Un chapitre pénible de ma vie

« Quand je vivais à Puerto Plata, mon dentiste dominicain m’avait dit une fois : Claude, si tu souhaites garder tes dents pendant très longtemps, je te conseille de ne jamais sucer des os de poulet. Si je me permets de t’adresser cette mise en garde, c’est parce qu’il m’a été révélé que les Haïtiens nourrissent une passion folle pour le suçotement des os de poulet….

Si tant est que ce soit vrai, rétorquai-je, je ne vois pas en quoi le simple fait de sucer un os peut détruire mes dents.

En suçant, reprit mon dentiste, l’appétit vient. On commence par suçoter, et sans s’en rendre compte, on se met à mâchouiller voluptueusement.

Comme je suis d’un naturel soumis et maniable, surtout à l’endroit de ceux qui savent de quoi ils parlent, je suivis aveuglément la judicieuse recommandation de mon dentiste dominicain, et je rompis avec mon ancienne et vilaine habitude de sucer les os de poulet. Toutefois, cette courageuse décision n’eut aucun effet bénéfique sur ma dentition bien conservée de vieillard avant-gardiste. Un beau matin du mois de décembre de l’année dernière, en consommant une appétissante purée de pomme de terre, aliment mou par excellence, je perdis une belle incisive qui, pourtant, m’avait l'air en bon état. Je tombai des nues. Je n’en croyais pas mes yeux. Moi qui ai toujours suivi une hygiène buccale des plus rigoureuses et des plus régulières, était-ce là un sévère avertissement de mon impitoyable décrépitude ? Pas moyen d’en douter, car, trois jours après, ce fut une magnifique molaire qui, sans raison apparente, vint augmenter mon désarroi, en faisant ses adieux à ma gencive…..

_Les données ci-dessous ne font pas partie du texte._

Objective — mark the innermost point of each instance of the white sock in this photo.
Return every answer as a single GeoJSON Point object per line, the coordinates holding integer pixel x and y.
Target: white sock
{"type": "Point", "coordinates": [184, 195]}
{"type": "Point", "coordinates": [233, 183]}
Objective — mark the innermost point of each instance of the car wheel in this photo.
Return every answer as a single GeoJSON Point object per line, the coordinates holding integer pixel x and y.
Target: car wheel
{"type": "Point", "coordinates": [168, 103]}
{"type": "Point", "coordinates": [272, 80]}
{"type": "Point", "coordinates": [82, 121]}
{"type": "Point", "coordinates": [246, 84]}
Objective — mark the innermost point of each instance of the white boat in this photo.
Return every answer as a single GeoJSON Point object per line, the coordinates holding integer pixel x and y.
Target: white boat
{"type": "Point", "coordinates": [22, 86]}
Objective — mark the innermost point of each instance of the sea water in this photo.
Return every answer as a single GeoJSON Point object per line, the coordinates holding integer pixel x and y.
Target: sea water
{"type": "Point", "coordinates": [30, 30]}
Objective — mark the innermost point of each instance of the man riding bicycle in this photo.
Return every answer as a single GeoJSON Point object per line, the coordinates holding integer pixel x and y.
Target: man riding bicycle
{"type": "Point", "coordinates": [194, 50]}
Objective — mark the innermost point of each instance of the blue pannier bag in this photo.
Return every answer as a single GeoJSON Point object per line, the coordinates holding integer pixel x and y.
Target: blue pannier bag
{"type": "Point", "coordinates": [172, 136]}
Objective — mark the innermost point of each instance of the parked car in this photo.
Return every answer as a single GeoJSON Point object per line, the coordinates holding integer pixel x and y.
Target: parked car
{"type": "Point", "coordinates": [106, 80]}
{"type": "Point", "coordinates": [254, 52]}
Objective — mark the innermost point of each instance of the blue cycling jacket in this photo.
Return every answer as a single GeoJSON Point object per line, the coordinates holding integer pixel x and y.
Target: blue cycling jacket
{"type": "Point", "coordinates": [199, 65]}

Décontenancé, au bord de la déprime, je me présentai dare-dare au cabinet de mon dentiste qui, certainement, en avait déjà vu d’autres. Avec un calme olympien, et tout en essayant de me déstresser à l’aide de petites phrases bien tournées, mon arracheur de dents me fit faire cinq ou six radiographies qui révélèrent toutes que mon système dentaire était au bout du rouleau. Si certaines dents paraissaient saines, en revanche toutes les racines, ou peu s’en faut, n’avaient pas bonne mine. Sans la moindre commisération pour mes malheureuses oreilles, le toubib laissa tomber la sentence sur un ton définitif : dans votre cas, il n’y a qu’une solution, l’extraction complète, suivie d’une prothèse entière. Je faillis perdre connaissance. »

Affectueusement Claude

Marie Andrée a reçu ce dernier message comme un magnifique cadeau de la part de Claude Dambreville. Il fut, à ses yeux, un ami, un grand peintre et écrivain qui a bien rempli sa journée.